A questão de gênero se faz presente muito cedo, existe uma preocupação em que bebês meninos sejam meninos, então em roupas, decoração de quarto e apetrechos, tudo, tudo mesmo remeta a um universo supostamente masculino: azul, carrinho, avião, urso com roupa de homem.
Apesar desse esforço sobre-humano para que cada gênero fique no seu gênero e consequentemente criemos filhos heterossexuais, existe uma verdade que pouca gente percebe, que a orientação sexual de qualquer pessoa não tem muito a ver com o gênero dela, afinal, um homem másculo pode gostar de outros homens másculos, mulheres femininas podem gostar de mulheres femininas como o contrário ou mesmo um homem mais efeminado pode gostar de uma mulher extremamente feminina, enfim, as combinações podem ser muitas e variadas.
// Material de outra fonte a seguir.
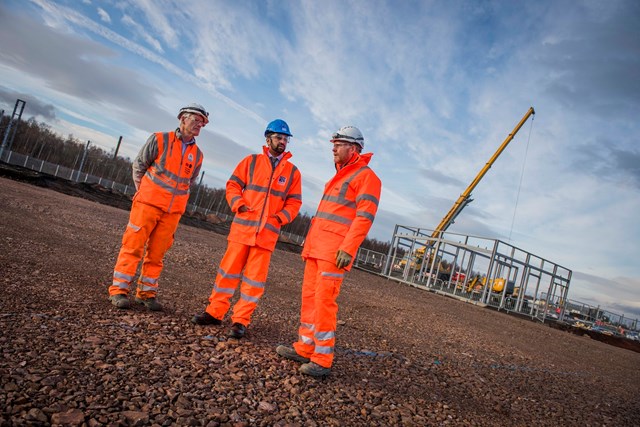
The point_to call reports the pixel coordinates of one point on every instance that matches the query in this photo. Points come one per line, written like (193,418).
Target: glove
(343,259)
E, felizmente, os relacionamentos afetivos acontecem por conta de muitos outros motivos, que não o dessa obsessão por azul para meninos e cor de rosa para meninas. Ao longo da vida dessas crianças, elas vão aprendendo que ser bicha é errado, ser preto é ruim, mulher é menos que homem e mais um monte de porcaria. Como elas aprendem isso? Assim: “Não chora que isso é coisa de mulherzinha!”, ou ” Larga mão de ser viadinho e vem jogar”, “Ah Dona Maria! Mulher não presta no trânsito mesmo!”, “Eu lá quero macaco na minha família?”, “Vai casar com esse preto, minha filha?”
É tristemente curioso perceber que todos esses preconceitos estão tão internalizados em todos nós que não nos damos conta. Usamos adjetivos que deveriam ser apenas descritivos de maneira pejorativa. Você já reparou nisso? Vira e mexe, todo mundo solta um, a autora aqui do texto inclusive. A Claudia Wonder, que foi uma figura muito importante para a luta dos direitos humanos na cidade de São Paulo, e sim, ela era uma travesti, dizia que todo dia tinha que lutar com o seu próprio preconceito internalizado, porque se todos os travestis pudessem escolher, é óbvio que prefeririam ser heterossexuais, ou no máximo bichas masculinizadas, não efeminadas, pois a vida seria muito mais fácil.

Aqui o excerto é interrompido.